I see. Actually far to the direction of the vector is slower.

At 180 degrees Cartesian coordinates will change as slow as at 0 degrees, and +/-90 degrees is the fastest. You can convert Cartesian coordinates to spherical as I added, so you'll have constant speed / triangle wave like you wanted.

 

[Goth]

At 180 degrees Cartesian coordinates will change as slow as at 0 degrees, and +/-90 degrees is the fastest.

Indeed, the vector direction is at +90 degrees, so it changes fast.

 

[Goth]

What you can do is change Cartesian to Spherical

Sorry for bumping this, but I'm now trying to do this: http://www.orbiter-forum.com/showthread.php?t=18272
So I'm asking here: how to actually change cartesian to spherical?
Is this the right way to obtain that fish eye scope?

 

[orb]

So I'm asking here: how to actually change cartesian to spherical?

Orbiter is left-handed with y pointing 'up', so:
[math]r=\sqrt{x^2+y^2+z^2}[/math][math]\Theta=\arccos\left(\frac{y}{r}\right)[/math][math]\phi = \arctan2\left(z,x\right)[/math]
Note that r = 1 for normalized vectors.

Is this the right way to obtain that fish eye scope?

I'm sorry, I don't think I understand you. Can you elaborate?

 

[Goth]

Thanks orb for answering again in this topic.

I'm sorry, I don't think I understand you. Can you elaborate?

If you check the link I've provided you can see what I'm trying to do. I have to print vessels/stations positions on the MFD with a view of 180°.
Basically I want to obtain this:
[ame="http://en.wikipedia.org/wiki/Azimuthal_equidistant_projection"]Azimuthal equidistant projection - Wikipedia, the free encyclopedia[/ame]
or:
[ame="http://en.wikipedia.org/wiki/Fisheye_lens"]Fisheye lens - Wikipedia, the free encyclopedia[/ame]
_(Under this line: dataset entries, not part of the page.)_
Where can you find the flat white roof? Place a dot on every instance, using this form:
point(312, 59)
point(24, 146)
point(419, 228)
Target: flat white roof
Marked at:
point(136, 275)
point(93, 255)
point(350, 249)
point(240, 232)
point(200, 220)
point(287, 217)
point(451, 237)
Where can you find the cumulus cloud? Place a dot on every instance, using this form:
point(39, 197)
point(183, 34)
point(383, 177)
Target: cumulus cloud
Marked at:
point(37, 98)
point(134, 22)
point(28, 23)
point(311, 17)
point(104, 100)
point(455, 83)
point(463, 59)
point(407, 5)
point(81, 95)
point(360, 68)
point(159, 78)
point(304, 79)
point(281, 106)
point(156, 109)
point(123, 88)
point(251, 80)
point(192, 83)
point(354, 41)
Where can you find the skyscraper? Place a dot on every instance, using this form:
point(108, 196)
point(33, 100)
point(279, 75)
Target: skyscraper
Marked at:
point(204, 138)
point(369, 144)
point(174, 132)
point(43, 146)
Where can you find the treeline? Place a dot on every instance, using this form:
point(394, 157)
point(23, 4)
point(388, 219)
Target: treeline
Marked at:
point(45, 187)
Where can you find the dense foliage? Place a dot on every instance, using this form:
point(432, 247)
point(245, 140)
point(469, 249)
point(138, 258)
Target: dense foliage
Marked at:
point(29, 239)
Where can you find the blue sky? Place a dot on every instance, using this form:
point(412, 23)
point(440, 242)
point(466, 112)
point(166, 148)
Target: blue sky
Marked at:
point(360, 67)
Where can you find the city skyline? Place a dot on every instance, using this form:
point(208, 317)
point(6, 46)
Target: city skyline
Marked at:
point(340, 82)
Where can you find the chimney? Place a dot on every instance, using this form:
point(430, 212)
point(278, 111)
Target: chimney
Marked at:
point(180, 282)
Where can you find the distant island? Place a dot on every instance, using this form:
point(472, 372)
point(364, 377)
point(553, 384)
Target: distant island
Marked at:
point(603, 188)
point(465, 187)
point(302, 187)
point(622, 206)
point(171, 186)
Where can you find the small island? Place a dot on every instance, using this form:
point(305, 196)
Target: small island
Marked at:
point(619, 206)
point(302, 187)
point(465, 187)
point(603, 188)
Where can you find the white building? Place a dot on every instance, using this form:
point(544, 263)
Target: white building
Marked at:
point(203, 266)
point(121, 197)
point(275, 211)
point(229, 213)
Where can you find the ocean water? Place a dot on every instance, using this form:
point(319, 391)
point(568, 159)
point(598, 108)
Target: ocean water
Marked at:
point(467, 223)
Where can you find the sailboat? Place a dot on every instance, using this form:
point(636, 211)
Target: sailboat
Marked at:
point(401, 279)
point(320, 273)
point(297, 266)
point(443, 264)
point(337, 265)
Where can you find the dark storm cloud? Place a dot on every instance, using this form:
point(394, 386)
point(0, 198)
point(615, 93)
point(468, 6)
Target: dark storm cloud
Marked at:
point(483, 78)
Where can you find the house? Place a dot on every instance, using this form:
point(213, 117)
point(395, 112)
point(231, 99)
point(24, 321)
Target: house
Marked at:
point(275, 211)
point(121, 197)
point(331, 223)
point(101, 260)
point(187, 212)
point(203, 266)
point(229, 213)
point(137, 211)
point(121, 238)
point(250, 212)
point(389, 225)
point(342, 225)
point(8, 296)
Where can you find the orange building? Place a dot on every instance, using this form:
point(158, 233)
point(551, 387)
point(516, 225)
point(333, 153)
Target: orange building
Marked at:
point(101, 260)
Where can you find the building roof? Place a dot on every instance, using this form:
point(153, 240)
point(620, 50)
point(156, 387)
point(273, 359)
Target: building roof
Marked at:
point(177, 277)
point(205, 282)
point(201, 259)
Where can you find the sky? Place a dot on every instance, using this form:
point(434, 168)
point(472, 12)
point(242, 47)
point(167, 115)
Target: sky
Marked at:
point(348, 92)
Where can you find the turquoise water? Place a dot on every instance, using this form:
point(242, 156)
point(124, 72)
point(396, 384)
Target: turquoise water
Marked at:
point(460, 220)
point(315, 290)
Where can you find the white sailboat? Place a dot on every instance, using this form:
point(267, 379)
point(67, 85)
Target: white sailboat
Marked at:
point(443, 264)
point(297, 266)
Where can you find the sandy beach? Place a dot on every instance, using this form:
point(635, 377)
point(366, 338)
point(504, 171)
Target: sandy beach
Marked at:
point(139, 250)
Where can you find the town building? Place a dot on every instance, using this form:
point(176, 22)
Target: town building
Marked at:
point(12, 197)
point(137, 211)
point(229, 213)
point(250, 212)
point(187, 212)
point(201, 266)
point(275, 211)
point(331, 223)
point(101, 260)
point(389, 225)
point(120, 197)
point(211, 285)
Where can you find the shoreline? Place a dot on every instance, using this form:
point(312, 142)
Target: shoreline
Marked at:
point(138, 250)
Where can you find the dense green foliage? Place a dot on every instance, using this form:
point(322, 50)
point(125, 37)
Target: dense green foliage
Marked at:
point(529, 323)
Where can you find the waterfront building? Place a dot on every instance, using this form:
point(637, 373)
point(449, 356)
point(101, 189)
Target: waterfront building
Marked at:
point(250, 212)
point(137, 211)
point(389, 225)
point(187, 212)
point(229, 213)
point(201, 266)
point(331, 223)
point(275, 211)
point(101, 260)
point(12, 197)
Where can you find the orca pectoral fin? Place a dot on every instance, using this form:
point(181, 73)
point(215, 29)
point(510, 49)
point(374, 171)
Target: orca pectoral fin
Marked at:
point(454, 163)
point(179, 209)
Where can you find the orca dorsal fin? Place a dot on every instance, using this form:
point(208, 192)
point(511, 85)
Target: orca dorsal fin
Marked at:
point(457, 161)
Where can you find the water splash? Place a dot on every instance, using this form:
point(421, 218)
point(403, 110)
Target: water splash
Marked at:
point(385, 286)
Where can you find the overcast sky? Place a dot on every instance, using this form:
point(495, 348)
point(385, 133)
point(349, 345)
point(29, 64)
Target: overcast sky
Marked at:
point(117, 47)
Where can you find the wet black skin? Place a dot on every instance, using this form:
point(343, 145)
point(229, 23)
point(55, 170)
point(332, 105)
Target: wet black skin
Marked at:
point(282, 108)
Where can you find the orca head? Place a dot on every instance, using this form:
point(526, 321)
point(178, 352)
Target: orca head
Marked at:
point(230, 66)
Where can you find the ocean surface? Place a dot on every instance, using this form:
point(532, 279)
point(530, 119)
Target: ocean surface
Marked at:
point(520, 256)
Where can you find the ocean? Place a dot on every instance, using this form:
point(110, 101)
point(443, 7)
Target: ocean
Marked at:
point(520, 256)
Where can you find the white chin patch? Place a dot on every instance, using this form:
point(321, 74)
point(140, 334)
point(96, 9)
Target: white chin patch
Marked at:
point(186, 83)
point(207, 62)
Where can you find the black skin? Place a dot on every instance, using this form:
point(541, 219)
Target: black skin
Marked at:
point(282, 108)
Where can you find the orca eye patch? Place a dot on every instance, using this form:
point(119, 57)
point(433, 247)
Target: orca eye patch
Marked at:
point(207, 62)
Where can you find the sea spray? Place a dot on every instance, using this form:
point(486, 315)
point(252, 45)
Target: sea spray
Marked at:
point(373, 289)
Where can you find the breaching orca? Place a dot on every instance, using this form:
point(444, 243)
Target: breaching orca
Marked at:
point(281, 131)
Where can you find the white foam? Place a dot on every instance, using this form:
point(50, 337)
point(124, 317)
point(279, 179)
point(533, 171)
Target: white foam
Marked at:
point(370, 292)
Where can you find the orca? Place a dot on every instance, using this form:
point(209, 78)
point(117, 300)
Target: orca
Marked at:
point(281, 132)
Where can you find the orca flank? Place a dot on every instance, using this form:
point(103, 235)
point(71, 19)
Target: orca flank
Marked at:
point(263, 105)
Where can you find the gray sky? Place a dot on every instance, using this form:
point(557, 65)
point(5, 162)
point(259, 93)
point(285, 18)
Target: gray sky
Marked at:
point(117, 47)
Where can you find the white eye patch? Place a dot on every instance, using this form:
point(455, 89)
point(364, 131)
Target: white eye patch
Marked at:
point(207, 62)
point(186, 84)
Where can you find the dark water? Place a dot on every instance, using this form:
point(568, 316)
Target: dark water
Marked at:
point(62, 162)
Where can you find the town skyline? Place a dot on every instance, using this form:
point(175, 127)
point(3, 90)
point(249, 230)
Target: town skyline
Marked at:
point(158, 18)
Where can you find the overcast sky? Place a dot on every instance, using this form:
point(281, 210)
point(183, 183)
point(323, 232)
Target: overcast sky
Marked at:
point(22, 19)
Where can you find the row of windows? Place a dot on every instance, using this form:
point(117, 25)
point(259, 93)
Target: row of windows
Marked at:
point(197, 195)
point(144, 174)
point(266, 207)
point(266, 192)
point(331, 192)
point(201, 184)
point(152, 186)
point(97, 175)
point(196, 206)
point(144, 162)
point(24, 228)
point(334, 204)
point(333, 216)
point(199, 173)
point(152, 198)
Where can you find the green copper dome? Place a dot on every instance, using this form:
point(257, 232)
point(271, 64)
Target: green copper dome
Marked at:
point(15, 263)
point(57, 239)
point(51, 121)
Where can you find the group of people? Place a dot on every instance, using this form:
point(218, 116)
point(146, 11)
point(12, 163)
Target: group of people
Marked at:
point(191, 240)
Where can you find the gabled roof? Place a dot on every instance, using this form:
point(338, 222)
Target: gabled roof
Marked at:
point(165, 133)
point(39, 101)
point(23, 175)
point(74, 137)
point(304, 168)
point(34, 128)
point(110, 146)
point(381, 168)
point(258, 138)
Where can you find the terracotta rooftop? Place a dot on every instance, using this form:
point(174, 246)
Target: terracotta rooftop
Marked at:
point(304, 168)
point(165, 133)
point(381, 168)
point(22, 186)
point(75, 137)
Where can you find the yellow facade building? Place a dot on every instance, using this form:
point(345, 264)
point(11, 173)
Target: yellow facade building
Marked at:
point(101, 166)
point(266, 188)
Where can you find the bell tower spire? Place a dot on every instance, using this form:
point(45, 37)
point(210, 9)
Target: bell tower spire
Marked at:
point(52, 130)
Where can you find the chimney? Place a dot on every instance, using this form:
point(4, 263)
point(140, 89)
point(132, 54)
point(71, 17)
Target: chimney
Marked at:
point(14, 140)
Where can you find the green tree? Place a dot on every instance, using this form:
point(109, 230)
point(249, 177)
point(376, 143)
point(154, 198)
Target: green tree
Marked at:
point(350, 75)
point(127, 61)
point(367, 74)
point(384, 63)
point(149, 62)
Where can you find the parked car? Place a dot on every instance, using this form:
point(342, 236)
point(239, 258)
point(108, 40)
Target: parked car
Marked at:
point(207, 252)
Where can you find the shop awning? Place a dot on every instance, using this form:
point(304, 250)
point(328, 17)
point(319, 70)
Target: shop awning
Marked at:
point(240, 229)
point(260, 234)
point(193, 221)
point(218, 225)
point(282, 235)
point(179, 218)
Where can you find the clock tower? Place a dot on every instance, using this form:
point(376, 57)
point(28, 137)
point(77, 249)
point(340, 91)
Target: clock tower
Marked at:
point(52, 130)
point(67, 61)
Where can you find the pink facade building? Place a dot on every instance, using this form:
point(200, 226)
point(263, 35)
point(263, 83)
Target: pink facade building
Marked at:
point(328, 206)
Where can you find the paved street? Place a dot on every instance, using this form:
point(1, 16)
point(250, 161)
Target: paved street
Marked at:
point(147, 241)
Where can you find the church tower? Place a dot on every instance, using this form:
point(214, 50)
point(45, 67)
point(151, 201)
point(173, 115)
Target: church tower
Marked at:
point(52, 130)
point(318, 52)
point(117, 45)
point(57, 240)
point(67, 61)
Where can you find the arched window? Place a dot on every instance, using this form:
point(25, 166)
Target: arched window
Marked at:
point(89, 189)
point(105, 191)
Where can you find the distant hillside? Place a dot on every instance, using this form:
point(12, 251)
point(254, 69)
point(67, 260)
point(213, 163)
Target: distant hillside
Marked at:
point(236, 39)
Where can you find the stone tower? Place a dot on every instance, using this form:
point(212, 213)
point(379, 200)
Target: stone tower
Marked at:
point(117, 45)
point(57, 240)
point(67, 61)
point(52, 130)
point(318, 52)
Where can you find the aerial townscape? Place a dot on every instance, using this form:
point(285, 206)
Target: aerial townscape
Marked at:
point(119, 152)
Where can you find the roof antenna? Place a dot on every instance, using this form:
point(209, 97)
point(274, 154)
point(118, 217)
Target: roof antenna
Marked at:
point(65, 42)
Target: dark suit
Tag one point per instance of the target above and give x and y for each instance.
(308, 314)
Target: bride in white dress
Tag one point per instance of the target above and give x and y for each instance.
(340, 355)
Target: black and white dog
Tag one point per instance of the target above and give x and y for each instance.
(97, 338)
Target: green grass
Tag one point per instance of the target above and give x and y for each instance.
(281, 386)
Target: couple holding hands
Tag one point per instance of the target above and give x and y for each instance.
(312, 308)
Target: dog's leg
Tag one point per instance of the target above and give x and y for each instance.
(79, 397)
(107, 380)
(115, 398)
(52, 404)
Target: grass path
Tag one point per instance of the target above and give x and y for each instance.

With your formulae I get an angle Theta, an angle Phi and the radius, but I can't draw anything with all this. Or better, I could draw but reversing again everything, obtaining again those accelerations far from the center.
I've already tried to apply equidistant projection formulae to my coordinates but I didn't manage to get nice results.

EDIT:
actually because I had cartesian data, I will try now to code the equidistant projection formulae using BEFORE the formulae you suggested.

EDIT 2:
no, I totally have no idea

 

[orb]

With your formulae I get an angle Theta, an angle Phi and the radius, but I can't draw anything with all this. Or better, I could draw but reversing again everything, obtaining again those accelerations far from the center.
I've already tried to apply equidistant projection formulae to my coordinates but I didn't manage to get nice results.

EDIT:
actually because I had cartesian data, I will try now to code the equidistant projection formulae using BEFORE the formulae you suggested.

EDIT 2:
no, I totally have no idea

For 2D projection you only need Theta as a radius and Phi for the angle, and radius isn't used for drawing, but can by displayed as a numerical distance.

In this case, for 3D coordinates, 'z' is your 'y', as 'z' axis is pointing in the vessel's front direction, so you need to modify formulas.

In 2D coordinates relative to the center of MFD:
[math]x'=\Theta\sin\phi[/math][math]y'=\Theta\cos\phi[/math]I didn't check it with numbers, so you may additionally need to exchange x with y.

 

[Goth]

I've caught a glimpse of success. But it seems you've given me a 360° view.
I'm trying to understand how to change that.

 

[orb]

I've caught a glimpse of success. But it seems you've given me a 360° view.

Isn't Theta only -90..90°? And the Phi angle should be in 360 degrees span, otherwise you'd get only a half of the circle for your projection.

 

[Goth]

Starting from a normalized vector, after your formulae Theta goes from PI to zero and from zero to PI, with zero forward from the vessel, and PI behind. At least retrieving Theta doing this:

double theta = acos(Z);

Phi is

double phi = atan2(Y,X);

otherwise you'd get only a half of the circle for your projection.

Isn't what I want? A 180° degrees scope.

 

[orb]

Theta should be only from 0 at the center to PI at the outer radius. If you only want a half of it, limit it to PI/2 - I think this is what you mean.

Regarding the Phi, I thought you want this, i.e. the whole 360 degrees circle, and not only upper half of it, if you had only 180 degrees span of Phi:



This is what you'd get with 360 degrees span Phi and 180 degrees span Theta (the bright part):

A half of Theta it would be only from the pole to equator.